作者
Andrea Cavazzoni,Irene Salamon,Claudia Fumarola,Giulia Gallerani,Noemi Laprovitera,Francesco Gelsomino,Mattia Riefolo,Karim Rihawi,Elisa Porcellini,Tania Rossi,Martina Mazzeschi,Maria Naddeo,Salvatore Serravalle,Elisabetta Broseghini,Federico Agostinis,Olivier Déas,Roberta Roncarati,Giorgio Durante,Mattia Lauriola,Ingrid Garajovà,George A. Călin,Massimiliano Bonafè,Antonietta D’Errico,Pier Giorgio Petronini,Stefano Cairo,Andrea Ardizzoni,Gabriele Sales,Manuela Ferracin
摘要
Abstract Patients with cancer of unknown primary (CUP) carry the burden of an aggressive disease and reduced access to therapies. Experimental models are pivotal for CUP biology investigation and drug testing.

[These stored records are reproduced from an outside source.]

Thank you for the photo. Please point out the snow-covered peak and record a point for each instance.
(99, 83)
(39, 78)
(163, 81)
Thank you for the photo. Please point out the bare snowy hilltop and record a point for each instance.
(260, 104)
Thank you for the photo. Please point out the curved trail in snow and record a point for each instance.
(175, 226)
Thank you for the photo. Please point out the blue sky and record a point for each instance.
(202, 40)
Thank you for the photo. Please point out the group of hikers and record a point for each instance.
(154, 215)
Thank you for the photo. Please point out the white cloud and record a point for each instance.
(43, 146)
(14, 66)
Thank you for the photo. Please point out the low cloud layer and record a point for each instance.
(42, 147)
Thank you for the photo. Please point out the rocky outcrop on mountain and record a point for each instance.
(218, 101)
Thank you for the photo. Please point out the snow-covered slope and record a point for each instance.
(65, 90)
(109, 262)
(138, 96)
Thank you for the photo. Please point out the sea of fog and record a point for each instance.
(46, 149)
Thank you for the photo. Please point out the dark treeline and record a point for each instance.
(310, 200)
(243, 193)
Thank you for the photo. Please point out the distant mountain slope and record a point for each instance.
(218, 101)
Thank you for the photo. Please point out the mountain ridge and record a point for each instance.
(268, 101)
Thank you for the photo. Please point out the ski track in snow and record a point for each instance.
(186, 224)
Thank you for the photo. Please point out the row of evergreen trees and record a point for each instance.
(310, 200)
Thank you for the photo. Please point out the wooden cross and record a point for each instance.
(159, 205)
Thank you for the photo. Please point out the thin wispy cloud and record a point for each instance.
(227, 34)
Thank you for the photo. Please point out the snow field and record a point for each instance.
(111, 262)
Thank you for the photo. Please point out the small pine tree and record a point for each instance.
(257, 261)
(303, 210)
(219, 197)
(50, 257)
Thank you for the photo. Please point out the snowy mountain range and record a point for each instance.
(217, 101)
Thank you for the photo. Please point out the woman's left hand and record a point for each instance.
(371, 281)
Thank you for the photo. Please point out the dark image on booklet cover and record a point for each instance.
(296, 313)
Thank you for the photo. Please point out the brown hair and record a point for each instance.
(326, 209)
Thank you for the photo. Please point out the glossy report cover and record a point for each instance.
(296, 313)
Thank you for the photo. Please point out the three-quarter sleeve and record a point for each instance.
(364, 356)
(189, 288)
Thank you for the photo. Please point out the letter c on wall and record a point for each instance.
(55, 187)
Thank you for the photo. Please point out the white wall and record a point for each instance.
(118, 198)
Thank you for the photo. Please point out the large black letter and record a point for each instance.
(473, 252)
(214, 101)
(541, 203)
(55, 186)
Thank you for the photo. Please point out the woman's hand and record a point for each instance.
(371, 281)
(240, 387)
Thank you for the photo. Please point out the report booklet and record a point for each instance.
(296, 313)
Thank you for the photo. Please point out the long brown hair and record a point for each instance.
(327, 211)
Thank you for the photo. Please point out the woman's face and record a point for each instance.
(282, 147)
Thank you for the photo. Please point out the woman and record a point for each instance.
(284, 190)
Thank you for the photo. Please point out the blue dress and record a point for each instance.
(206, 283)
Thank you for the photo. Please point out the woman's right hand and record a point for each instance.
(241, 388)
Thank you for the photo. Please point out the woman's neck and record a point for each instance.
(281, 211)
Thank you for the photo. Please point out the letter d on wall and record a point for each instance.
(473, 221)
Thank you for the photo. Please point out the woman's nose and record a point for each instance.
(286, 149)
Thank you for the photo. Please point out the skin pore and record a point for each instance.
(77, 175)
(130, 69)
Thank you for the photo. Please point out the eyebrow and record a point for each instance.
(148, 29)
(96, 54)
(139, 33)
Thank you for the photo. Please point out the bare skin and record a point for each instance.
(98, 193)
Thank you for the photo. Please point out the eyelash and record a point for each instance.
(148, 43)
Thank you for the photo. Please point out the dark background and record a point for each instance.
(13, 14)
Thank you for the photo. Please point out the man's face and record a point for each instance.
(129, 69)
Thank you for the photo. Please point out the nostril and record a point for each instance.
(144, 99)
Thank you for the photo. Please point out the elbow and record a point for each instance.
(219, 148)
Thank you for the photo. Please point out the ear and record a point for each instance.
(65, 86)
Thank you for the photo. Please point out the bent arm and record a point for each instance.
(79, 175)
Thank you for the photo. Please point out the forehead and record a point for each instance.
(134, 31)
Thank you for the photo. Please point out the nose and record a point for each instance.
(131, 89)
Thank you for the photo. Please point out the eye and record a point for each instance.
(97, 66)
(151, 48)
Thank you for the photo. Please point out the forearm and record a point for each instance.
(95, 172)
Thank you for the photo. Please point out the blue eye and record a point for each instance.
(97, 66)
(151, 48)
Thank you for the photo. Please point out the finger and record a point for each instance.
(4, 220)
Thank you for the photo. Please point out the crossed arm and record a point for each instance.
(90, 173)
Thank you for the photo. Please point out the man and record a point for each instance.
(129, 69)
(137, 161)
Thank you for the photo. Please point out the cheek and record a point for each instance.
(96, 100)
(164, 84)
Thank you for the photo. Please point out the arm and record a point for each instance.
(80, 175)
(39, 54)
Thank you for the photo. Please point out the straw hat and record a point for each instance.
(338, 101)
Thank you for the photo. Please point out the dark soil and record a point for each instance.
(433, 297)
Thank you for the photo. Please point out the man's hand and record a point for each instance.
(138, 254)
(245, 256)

We derived two CUP cell lines (CUP#55 and #96), and corresponding patient-derived xenografts (PDXs), from ascites tumor cells. CUP cell lines and PDXs underwent histological, immune-phenotypical, molecular, and genomic characterization confirming the features of the original tumor. The tissue-of-origin prediction was obtained from the tumor microRNA expression profile and confirmed by single-cell transcriptomics. Genomic testing and FISH analysis identified FGFR2 gene amplification in both models, in the form of homogenously staining region (HSR) in CUP#55 and double minutes in CUP#96. FGFR2 was recognized as the main oncogenic driver and therapeutic target. FGFR2-targeting drug BGJ-398 (infigratinib) in combination with the MEK inhibitor trametinib proved to be synergic and exceptionally active, both in vitro and in vivo . The effects of the combined treatment by single-cell gene expression analysis revealed a remarkable plasticity of tumor cells and the greater sensitivity of cells with epithelial phenotype. This study brings personalized therapy closer to CUP patients and provides the rationale for FGFR2 and MEK targeting in metastatic tumors with FGFR2 pathway activation.